If a group-level model was fitted to a stage, the result objects contains both the model evidence of the subject-level fit and the group-level fit for each:

for s in range(result2.nsubjects):
    print(f'[subject {s}] Subject-level log likelihood: {result2.type1.subject.loglik[s]:.2f}')

[subject 0] Subject-level log likelihood: -326.13
[subject 1] Subject-level log likelihood: -333.80
[subject 2] Subject-level log likelihood: -361.38

for s in range(result2.nsubjects):
    print(f'[subject {s}] Group-level log likelihood: {result2.type1.group.loglik[s]:.2f}')

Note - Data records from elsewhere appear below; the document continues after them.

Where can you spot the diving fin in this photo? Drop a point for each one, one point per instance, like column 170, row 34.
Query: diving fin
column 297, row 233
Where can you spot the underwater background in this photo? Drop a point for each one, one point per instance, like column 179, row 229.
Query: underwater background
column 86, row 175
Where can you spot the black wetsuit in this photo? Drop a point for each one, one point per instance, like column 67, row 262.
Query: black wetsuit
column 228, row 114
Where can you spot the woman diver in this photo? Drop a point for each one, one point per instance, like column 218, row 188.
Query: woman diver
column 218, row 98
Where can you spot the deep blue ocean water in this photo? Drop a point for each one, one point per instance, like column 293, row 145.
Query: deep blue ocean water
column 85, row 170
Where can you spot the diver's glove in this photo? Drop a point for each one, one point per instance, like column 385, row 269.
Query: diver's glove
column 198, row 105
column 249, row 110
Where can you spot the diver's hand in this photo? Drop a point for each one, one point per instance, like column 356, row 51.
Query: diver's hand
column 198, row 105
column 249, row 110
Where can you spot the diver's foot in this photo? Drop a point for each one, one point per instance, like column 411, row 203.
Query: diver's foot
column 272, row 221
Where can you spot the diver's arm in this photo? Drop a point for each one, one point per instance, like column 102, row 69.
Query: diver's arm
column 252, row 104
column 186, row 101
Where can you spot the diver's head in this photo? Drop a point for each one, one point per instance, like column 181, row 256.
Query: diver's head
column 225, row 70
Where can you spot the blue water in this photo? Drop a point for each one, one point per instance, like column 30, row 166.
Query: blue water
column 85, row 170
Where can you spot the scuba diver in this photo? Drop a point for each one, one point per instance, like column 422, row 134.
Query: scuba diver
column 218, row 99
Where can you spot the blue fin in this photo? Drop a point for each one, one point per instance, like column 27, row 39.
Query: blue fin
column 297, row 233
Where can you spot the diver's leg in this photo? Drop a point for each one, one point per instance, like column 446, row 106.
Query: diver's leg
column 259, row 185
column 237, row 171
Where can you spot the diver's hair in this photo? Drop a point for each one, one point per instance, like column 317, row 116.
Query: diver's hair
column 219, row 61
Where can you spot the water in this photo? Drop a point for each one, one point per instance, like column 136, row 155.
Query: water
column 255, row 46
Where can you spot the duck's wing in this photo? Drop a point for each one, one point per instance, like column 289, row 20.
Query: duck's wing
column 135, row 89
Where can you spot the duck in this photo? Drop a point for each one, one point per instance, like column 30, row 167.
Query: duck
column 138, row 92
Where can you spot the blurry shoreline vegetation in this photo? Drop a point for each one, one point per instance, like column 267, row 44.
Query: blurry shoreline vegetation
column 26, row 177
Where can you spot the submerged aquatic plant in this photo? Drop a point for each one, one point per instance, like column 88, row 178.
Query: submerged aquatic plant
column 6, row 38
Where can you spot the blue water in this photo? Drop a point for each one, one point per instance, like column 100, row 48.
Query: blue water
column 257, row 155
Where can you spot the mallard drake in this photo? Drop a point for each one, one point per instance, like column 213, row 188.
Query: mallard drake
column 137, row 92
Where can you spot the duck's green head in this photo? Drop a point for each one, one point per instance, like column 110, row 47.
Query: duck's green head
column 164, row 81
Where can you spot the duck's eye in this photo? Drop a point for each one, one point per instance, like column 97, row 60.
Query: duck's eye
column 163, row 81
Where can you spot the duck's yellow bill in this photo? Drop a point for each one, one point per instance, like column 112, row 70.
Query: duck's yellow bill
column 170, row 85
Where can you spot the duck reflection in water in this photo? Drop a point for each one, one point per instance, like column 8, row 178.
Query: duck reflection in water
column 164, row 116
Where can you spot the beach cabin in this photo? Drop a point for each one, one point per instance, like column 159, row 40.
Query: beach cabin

[subject 0] Group-level log likelihood: -326.14
[subject 1] Group-level log likelihood: -334.08
[subject 2] Group-level log likelihood: -361.86

Note that the group level log likelihood is expected to be higher than the subject-level log likelihood. It is precisely the goal of group-level fits to avoid overfitting to individual subjects.